Small businesses thrive on the ability to be nimble when an opportunity arises. That is why it’s so important to have an administrative structure that makes it easy for you to put your capital to use. When you have a small operation and clients who expect invoice plus accounting, staying nimble can be tough because you never know when your next payday will come.
Normalize Your Income
One big reason to use factoring regularly for all your invoices is to normalize that income. Customers who order jobs and then pay between your submission windows will still happen. The point of the submission dates is to give your books a reset, providing you with a lump of cash for cash flow management over your next budgetary period. Payments made during that period can be put into reserves or set aside to add to the capital for the next budget, depending on your current growth plan.
Minimize Your Bookkeeping Time
Nothing will get you out of keeping accurate books, as time-consuming as that can be, but sending your invoices out regularly does mean you get to minimize the time you spend tracking payments, running to the bank, and following up on invoices. Instead, you are basically selling the debt and the right to collect it to a third party. You take less than face value for them, but you also work a lot less to get the money. For owner-operated companies and independent professionals, sending out the work of collecting invoices means a lot more project time to actually earn your money.

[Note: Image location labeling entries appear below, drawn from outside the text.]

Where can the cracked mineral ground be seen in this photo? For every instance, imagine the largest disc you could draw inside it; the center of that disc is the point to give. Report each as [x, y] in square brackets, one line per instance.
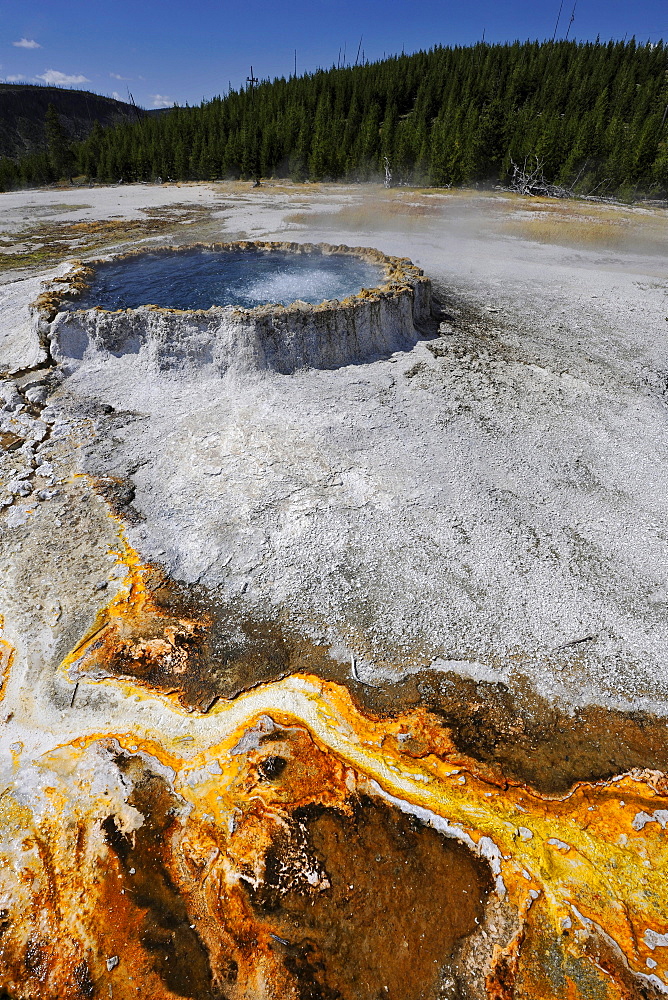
[349, 682]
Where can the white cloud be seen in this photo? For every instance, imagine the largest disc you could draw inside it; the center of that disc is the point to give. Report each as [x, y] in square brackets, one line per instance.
[54, 76]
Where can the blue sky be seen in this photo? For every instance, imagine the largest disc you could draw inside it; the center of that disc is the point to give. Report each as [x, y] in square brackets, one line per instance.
[184, 52]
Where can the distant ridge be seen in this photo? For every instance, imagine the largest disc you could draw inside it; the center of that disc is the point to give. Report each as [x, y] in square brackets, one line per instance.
[23, 108]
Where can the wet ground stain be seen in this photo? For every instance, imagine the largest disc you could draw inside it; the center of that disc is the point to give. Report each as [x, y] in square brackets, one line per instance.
[400, 899]
[176, 639]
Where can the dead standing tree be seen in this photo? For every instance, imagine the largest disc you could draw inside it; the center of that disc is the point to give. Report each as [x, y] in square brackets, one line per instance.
[530, 180]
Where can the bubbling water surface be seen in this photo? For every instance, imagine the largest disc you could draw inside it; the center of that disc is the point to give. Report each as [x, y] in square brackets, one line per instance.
[200, 278]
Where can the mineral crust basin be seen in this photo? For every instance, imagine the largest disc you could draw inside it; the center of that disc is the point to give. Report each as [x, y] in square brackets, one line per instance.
[230, 769]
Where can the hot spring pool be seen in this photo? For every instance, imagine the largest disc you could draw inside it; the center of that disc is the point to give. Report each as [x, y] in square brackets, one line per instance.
[199, 278]
[235, 307]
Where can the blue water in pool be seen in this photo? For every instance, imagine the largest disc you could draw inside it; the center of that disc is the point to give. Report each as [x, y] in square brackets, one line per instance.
[200, 278]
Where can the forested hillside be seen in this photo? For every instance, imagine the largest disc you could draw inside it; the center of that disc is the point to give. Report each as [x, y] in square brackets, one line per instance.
[595, 114]
[23, 109]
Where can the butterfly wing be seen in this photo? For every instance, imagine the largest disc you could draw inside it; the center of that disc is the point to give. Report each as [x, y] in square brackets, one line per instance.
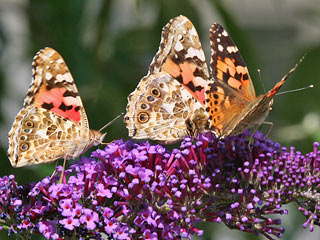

Adjust Your Project Quotes
After a couple of budgetary periods, you will start to see which clients pay promptly enough that they rarely wind up being part of a factoring package and which ones regularly go out. At that point, you might want to think about a couple of subtle adjustments to the rates for those clients, to make sure you are recovering the cost of constantly waiting for payment. With the right price tweaks, you can maintain your margins by folding the cost of the service into the fees paid by the customers who make it necessary. That also provides a small but meaningful discount for your most loyal customers.
Understanding how to use your financing to reduce your additional workload is one of the most important parts of learning cash management for a small company. If your money does not make your life easier, what is it doing?